I am in a dilemma!! 

I hit the big 4 0 in October and can't decide whether to do anything or just let it pass by! 

If you've reached 40 what did you do to celebrate yours?

Thanks! 

Rachel


----------



## professor waffle (Apr 23, 2005)

I spent mine at baby massage with N but I can't think of anything better to do 

I would have liked a nice meal out somewhere tho but wouldn't have been able to leave him at 2.5 months


----------



## Bels (Aug 21, 2004)

Hi Rachel,

I spent the day with KL and DH .... DH cooked my fave dinner .... KL was only just coming up to 4 months old and I was BFing, so I didn't want or need to do anything special. If KL was older, I probably would have let DH do what he wanted to do, which was a meal out with our close friends.

Not really a help  

Bels x


----------



## Foxys girl (Mar 17, 2007)

Mine's in October too!  I can't decide what to do either - plus with the state of my marriage at the moment I wonder if DH will still be here!  
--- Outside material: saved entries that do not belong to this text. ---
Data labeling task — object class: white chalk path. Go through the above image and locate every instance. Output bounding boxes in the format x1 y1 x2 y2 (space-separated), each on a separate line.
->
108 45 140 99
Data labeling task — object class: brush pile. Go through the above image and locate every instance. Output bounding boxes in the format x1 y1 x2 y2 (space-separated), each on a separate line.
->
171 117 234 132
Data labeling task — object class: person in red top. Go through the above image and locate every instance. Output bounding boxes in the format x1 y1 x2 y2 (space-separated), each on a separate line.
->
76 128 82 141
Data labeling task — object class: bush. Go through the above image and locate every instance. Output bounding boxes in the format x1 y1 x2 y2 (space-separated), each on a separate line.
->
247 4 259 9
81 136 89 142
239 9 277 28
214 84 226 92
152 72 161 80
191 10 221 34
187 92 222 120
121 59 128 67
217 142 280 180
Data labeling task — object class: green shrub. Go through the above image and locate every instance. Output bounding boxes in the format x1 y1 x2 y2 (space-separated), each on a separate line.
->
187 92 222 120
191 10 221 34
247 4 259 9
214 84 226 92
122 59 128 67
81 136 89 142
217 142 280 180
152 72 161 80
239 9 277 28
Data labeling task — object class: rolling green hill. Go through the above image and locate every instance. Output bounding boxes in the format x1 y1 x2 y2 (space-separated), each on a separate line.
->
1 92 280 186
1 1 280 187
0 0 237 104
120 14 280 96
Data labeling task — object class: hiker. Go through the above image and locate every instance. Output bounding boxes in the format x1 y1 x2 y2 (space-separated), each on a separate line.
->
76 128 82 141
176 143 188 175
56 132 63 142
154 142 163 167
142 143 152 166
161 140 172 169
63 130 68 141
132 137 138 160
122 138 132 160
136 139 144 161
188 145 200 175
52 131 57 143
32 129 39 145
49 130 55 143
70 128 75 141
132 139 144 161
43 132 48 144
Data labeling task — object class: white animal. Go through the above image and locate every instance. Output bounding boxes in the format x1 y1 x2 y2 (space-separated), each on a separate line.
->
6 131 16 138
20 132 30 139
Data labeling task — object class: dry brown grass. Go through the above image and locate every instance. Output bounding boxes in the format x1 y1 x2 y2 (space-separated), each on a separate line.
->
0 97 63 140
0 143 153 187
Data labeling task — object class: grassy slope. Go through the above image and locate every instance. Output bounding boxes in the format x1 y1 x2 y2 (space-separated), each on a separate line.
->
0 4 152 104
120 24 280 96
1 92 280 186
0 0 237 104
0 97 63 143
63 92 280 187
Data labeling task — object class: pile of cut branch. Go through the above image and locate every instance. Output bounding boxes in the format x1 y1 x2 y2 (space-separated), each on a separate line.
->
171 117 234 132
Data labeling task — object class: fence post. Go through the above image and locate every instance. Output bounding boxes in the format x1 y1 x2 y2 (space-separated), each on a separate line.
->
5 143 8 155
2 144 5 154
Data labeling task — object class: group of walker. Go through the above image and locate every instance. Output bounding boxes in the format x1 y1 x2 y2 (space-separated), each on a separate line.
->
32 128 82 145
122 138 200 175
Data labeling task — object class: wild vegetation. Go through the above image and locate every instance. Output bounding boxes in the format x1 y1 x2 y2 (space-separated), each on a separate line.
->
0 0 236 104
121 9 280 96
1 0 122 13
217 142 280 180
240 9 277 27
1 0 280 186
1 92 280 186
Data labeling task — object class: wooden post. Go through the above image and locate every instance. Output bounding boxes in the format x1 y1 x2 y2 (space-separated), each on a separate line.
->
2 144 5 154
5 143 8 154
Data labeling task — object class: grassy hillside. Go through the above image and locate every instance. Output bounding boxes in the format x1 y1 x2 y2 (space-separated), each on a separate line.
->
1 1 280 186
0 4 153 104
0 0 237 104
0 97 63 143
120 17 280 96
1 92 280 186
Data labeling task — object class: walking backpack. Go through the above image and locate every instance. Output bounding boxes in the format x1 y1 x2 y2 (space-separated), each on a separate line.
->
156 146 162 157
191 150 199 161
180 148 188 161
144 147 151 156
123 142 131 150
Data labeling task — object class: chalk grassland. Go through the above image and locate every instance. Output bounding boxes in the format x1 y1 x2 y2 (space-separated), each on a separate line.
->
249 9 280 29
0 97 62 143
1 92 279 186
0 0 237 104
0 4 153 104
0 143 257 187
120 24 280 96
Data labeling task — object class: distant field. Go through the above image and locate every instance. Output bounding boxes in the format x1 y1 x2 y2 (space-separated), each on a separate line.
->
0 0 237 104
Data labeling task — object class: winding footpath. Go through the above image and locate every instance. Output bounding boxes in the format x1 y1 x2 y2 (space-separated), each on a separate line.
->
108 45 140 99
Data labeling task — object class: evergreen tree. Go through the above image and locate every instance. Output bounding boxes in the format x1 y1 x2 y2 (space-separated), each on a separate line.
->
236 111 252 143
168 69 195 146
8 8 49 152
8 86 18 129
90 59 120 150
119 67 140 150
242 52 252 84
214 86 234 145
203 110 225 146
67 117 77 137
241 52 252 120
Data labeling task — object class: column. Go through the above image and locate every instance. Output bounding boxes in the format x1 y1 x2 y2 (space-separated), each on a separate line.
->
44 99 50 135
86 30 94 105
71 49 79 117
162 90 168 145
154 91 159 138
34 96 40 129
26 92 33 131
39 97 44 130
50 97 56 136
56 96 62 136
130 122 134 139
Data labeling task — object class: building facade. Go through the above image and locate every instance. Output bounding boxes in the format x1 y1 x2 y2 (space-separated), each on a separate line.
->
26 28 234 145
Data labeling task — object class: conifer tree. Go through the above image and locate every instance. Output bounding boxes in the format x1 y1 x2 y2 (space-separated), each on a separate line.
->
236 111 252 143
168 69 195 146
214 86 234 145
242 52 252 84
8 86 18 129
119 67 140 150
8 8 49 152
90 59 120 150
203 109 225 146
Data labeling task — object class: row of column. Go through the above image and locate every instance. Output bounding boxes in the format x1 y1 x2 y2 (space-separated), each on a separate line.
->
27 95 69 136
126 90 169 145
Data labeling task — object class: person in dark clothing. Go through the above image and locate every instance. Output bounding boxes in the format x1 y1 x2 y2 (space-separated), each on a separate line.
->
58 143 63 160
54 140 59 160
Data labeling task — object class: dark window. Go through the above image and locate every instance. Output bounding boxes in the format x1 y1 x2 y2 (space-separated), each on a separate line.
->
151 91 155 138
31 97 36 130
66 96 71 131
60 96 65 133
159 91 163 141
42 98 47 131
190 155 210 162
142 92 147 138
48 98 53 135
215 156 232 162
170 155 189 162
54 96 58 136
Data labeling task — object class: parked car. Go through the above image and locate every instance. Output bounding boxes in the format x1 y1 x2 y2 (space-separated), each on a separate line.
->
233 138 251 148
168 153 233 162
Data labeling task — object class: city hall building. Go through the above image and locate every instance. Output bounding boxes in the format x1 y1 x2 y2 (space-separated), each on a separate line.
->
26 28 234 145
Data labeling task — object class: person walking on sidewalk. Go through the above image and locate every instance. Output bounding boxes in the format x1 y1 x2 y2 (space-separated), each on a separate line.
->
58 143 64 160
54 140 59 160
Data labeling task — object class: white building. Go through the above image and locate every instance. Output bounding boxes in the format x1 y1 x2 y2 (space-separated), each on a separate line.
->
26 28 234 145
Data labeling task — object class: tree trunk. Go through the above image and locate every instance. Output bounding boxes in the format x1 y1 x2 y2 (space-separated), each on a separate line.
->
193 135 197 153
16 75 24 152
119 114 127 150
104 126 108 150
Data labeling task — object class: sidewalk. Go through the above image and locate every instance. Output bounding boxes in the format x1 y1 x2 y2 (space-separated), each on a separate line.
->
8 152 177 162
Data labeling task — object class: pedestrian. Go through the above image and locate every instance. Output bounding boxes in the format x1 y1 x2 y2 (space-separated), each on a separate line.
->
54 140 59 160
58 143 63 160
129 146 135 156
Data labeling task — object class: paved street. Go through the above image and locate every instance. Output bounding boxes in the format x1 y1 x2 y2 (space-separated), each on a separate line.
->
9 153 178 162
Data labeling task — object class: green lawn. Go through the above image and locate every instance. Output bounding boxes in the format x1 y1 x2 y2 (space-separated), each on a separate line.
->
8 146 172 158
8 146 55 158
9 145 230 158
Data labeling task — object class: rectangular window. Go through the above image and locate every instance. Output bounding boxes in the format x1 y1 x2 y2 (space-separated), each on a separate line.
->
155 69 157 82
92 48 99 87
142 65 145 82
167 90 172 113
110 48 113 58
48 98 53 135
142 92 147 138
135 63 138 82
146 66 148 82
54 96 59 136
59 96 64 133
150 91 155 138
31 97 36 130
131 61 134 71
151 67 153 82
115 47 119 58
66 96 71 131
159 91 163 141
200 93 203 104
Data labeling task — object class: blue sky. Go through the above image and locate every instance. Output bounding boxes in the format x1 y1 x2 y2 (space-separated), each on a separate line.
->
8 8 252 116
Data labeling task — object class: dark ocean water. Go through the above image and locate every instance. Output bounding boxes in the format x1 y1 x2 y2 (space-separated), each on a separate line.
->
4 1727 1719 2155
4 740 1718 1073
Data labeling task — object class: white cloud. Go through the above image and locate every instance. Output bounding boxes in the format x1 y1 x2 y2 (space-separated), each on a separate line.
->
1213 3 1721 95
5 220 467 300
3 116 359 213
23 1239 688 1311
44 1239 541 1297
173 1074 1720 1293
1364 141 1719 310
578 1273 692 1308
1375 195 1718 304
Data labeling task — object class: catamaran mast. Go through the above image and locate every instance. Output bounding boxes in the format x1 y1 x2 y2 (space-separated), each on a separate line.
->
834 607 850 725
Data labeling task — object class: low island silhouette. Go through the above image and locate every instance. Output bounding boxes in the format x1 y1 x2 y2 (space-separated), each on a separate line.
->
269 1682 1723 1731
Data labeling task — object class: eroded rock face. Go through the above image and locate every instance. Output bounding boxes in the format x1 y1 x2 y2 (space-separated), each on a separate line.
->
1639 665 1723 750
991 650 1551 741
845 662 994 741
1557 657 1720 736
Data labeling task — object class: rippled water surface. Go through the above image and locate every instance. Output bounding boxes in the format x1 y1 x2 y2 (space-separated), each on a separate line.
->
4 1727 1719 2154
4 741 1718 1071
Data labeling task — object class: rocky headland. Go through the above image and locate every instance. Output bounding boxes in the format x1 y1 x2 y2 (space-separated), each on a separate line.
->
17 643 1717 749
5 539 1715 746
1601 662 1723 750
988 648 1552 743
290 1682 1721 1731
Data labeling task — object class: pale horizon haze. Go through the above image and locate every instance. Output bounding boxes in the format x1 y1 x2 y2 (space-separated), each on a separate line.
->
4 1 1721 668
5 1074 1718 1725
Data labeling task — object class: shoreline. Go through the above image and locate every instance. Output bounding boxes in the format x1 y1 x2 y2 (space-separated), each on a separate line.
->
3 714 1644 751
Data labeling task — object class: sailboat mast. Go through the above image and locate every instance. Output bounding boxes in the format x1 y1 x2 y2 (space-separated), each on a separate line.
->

Oh well - I suppose there are worse things than being 40 twice divorced and have a baby in tow! (not that I'd give him up for ANYTHING)

FG


----------



## wouldloveababycat (Mar 21, 2004)

OOh hunny you must celebrate in some way shape or form  

Cat x


----------



## ☼♥ Minxy ♥☼ © (Jan 13, 2005)

Oooo Rachel, definitely have to agree with Cat, you've got celebrate somehow.....whether it's a meal, a party or a pamper session. 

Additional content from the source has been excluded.